Araki J, Takaki M, Namba T, Mori M, Suga H
Second Department of Physiology, Okayama University Medical School, Japan.
Am J Physiol. 1995 Mar;268(3 Pt 2):H1061-70. doi: 10.1152/ajpheart.1995.268.3.H1061.
We studied the mechanoenergetic effects of a short-term Ca(2+)-free, high-Ca2+ Tyrode solution coronary perfusion in eight excised, cross-circulated canine hearts. The perfusion protocol consisted of coronary perfusion with Ca(2+)-free Tyrode solution for 10 min followed by high-Ca2+ (16 mM) Tyrode solution for 5 min. This new protocol successfully induced acute contractile failure in seven hearts, without myocardial ultrastructural changes. We studied the end-systolic pressure-volume relation (slope = Emax, a contractility index) and the relation between oxygen consumption per beat (VO2) and systolic pressure-volume area (PVA) in these failing hearts. These hearts had no increase in end-diastolic pressure at a given volume, a 40% decrease in Emax and a proportional decrease in the PVA-independent VO2 for 1-4 h, but no decrease in the oxygen cost of PVA, defined as the slope of the VO2-PVA relation. The oxygen cost of Emax for Ca2+ handling, defined as the slope of the relation between PVA-independent VO2 and Emax, was unchanged in the failing hearts. We conclude that the present protocol induced left ventricular contractile failure, primarily involving the suppression of Ca2+ handling energy for excitation-contraction coupling.

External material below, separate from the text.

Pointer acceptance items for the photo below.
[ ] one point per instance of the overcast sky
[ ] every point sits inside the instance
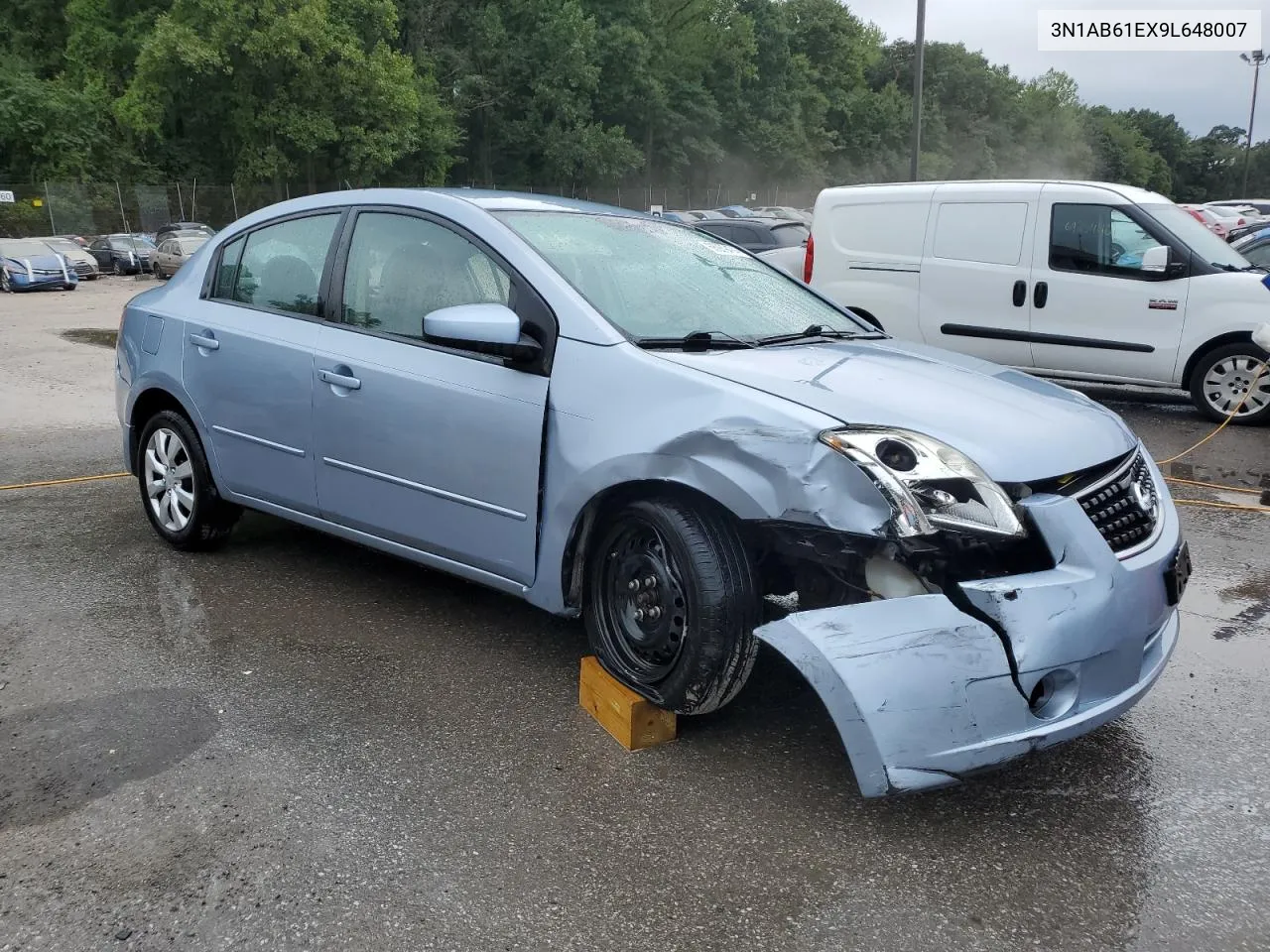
(1201, 89)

我们在8个离体交叉循环犬心脏中研究了短期无钙、高钙泰罗德溶液冠状动脉灌注的机械能量效应。灌注方案包括用无钙泰罗德溶液冠状动脉灌注10分钟,随后用高钙(16 mM)泰罗德溶液灌注5分钟。这个新方案成功地在7个心脏中诱发了急性收缩功能衰竭,且无心肌超微结构改变。我们研究了这些衰竭心脏的收缩末期压力-容积关系(斜率=Emax,收缩性指数)以及每搏耗氧量(VO2)与收缩期压力-容积面积(PVA)之间的关系。这些心脏在给定容积下舒张末期压力没有增加,Emax降低了40%,与PVA无关的VO2在1-4小时内成比例降低,但PVA的氧耗成本(定义为VO2-PVA关系的斜率)没有降低。衰竭心脏中用于钙处理的Emax的氧耗成本(定义为与PVA无关的VO2和Emax之间关系的斜率)没有变化。我们得出结论,本方案诱发了左心室收缩功能衰竭,主要涉及抑制兴奋-收缩偶联中钙处理的能量。